SGD Help: Literature page
The Literature page for a gene can be accessed via the gene's Literature tab and lists all manually curated references for the specified gene. The references can be browsed by literature type (Primary, Additional, Review) or by their annotations to the gene in SGD. Each citation includes links to the paper in SGD and PubMed, as well as PubMed Central and/or a Full-Text article, whenever available.
- Literature Collection & Curation
- Literature page Organization
SGD gathers references via an automated PubMed search that looks for papers whose titles or abstracts contain the words "yeast" or "cerevisiae". These papers are reviewed manually by SGD curators, and relevant papers are added to SGD and linked to the appropriate genes. During this process, the references are also classified regarding the type of information they contain for a gene. A reference may be further reviewed and used to make annotations to phenotype, Gene Ontology (GO), or Regulation annotations and/or to update the Locus Summary page for a gene.
Literature curation is an ongoing project at SGD. Please let us know if you think a paper should be added to the database, by using our suggestion form or emailing firstname.lastname@example.org.

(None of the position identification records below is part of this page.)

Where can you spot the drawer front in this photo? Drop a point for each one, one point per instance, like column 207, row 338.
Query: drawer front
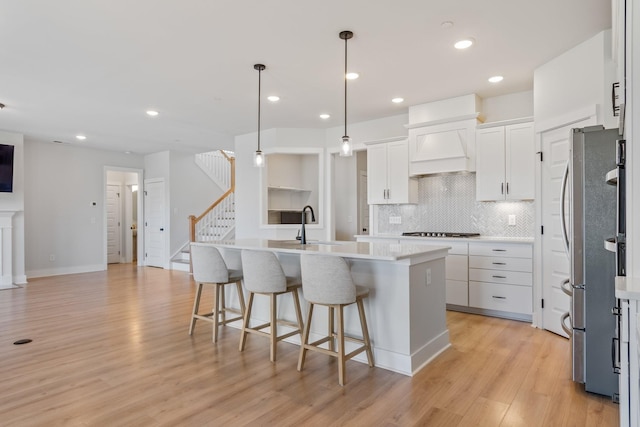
column 501, row 249
column 501, row 263
column 493, row 296
column 456, row 267
column 497, row 276
column 457, row 292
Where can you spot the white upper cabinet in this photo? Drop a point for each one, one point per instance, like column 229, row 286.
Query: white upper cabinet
column 388, row 179
column 505, row 162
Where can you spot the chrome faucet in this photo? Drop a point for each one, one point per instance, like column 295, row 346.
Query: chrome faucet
column 303, row 237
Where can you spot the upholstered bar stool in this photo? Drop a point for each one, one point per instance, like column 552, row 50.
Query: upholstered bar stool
column 263, row 275
column 209, row 268
column 326, row 280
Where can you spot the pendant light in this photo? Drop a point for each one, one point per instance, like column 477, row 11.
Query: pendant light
column 345, row 145
column 258, row 157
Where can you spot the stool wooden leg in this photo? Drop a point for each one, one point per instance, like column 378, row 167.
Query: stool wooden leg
column 196, row 305
column 296, row 303
column 332, row 330
column 274, row 327
column 217, row 302
column 341, row 351
column 365, row 332
column 305, row 338
column 222, row 304
column 245, row 322
column 241, row 298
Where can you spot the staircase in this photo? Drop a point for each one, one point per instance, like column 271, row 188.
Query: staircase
column 217, row 222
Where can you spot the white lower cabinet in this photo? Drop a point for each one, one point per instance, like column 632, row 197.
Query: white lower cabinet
column 501, row 278
column 457, row 274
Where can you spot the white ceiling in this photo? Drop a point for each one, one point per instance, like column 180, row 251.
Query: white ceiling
column 94, row 67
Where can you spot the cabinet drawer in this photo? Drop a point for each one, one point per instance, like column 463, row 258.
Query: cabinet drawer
column 501, row 249
column 496, row 276
column 457, row 292
column 456, row 267
column 501, row 263
column 494, row 296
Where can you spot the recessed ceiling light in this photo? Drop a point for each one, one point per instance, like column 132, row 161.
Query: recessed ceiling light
column 464, row 44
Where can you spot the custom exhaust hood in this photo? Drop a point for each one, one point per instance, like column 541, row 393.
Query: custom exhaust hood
column 442, row 136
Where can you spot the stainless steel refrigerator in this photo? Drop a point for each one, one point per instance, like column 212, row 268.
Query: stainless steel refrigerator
column 591, row 220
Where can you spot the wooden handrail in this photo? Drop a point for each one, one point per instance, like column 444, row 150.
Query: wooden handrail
column 193, row 220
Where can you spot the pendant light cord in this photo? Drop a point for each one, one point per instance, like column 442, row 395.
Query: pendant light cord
column 259, row 91
column 345, row 86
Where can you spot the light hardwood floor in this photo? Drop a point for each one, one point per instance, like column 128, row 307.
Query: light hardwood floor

You can also submit specific information about your own publications using our Submit Data form.
Note: The initial assignment of "Primary Literature" and "Additional Literature" topics for papers added to SGD before 2013 was made in a semi-automatic fashion based on their past assignments to a different set of topics. If you see a paper listed in "Primary Literature" that would be better categorized as "Additional Literature" (or vice versa), please contact us by using our suggestion form or emailing email@example.com.
SGD curators read the full text of papers to make experimentally based annotations to Gene Ontology (GO) terms, phenotypes, and regulation information. In addition, SGD displays interaction data for a gene (as curated by BioGRID). All references used to make GO and/or Phenotype annotations for a gene are automatically categorized as Primary Literature for that gene, although not all Primary Literature references for a gene are used to make annotations. The references on a Literature page for a gene can therefore be browsed for those specifically associated with 1) GO terms, 2) phenotypes, 3) interactions, or 4) regulation annotations.